In grado di appello la Corte di Torino ha confermato la decisione del Tribunale, affermando che il giustificato motivo oggettivo di licenziamento non sussiste in assenza di comprovate ragioni attinenti alla riorganizzazione dell'attività lavorativa perché: "è pacificamente emerso all'esito della compiuta istruzione (testi M. e P.) e dalla documentazione prodotta (cfr. libro matricola relativo alla sede operativa di Alessandria), sia che le riduzioni di orario conseguenti alle variazioni effettuate da Poste furono modeste e tali da non comportare la sostanziale diminuzione del lavoro e la soppressione dell'utilizzo di uno dei sei furgoni impiegati dall'appaltatrice Sannio, sia che la D. venne sostituita attraverso l'impiego del sig. M. assunto come co.co.pro. dall'appellante una settimana prima del licenziamento intimato all'appellata.".

  • L'azienda ha proposto ricorso per cassazione, censurando la decisione della Corte torinese per vizi di motivazione e violazione di legge.

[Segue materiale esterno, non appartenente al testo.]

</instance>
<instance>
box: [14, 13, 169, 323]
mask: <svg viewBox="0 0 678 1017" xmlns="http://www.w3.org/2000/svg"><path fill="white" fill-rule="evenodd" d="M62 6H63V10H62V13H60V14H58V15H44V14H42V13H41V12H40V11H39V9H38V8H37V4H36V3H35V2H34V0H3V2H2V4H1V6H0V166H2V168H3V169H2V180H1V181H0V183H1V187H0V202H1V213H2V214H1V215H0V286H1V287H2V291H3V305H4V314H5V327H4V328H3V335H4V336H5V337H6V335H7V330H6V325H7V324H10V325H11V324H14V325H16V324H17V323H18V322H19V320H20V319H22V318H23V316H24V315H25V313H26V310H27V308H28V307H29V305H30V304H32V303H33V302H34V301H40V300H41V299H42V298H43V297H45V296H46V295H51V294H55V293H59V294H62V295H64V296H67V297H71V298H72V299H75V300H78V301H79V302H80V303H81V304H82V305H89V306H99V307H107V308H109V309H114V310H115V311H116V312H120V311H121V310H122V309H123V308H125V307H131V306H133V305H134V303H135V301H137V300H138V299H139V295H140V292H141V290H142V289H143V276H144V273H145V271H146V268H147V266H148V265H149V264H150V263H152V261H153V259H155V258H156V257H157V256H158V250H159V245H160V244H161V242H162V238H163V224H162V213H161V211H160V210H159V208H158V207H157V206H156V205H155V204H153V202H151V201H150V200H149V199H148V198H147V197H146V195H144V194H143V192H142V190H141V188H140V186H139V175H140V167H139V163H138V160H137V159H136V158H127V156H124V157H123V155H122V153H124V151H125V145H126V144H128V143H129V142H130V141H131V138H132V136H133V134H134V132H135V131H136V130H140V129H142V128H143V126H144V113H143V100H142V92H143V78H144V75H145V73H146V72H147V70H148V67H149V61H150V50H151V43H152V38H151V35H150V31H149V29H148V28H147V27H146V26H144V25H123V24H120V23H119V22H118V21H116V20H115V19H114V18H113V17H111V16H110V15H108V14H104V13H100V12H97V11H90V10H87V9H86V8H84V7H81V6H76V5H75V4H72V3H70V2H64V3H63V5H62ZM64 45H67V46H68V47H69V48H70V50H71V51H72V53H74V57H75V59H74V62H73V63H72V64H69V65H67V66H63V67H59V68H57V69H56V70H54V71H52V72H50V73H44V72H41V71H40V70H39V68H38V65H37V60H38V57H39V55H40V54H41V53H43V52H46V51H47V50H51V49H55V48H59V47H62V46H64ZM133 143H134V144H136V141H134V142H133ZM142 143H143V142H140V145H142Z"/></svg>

  1. La Suprema Corte (Sezione Lavoro n. 755 del 19 gennaio 2012, Pres. Roselli, Rel. Curzio), ha rigettato il ricorso. I giudici del merito - ha osservato la Corte - hanno ritenuto provato che vi era stata solo una 'modesta' riduzione di lavoro appaltato da Poste italiane spa, sicuramente non idonea a giustificare la soppressione del posto di lavoro della sig.ra D.Tale riduzione non aveva comportato il venir meno della necessità del contemporaneo utilizzo dei sei furgoni impiegati dalla società e quindi dell'attività della sig.ra D., che del resto non era stata soppressa, perché il suo posto era stato preso da un collaboratore assunto con contratto di lavoro a progetto.
  2. La stessa società ricorrente - ha osservato la Corte - non contesta tale assunto perché in più punti del ricorso ed, in particolare nel quesito del primo motivo, parla di "non ingente" diminuzione dei servizi forniti in appalto, utilizzando un'espressione (non ingente), che è del tutto simile a quella utilizzata dalla Corte (modesta).
  • Pertanto, l'assunto di fondo posto a base dei due motivi e cioè che la Corte non abbia rispettato i limiti del suo compito di controllo, ma li abbia travalicati ingerendosi nelle scelte imprenditoriali, è privo di fondamento, perché la Corte si è limitata a constatare che la motivazione della società ricorrente a giustificazione del licenziamento non corrispondeva alla realtà dei fatti.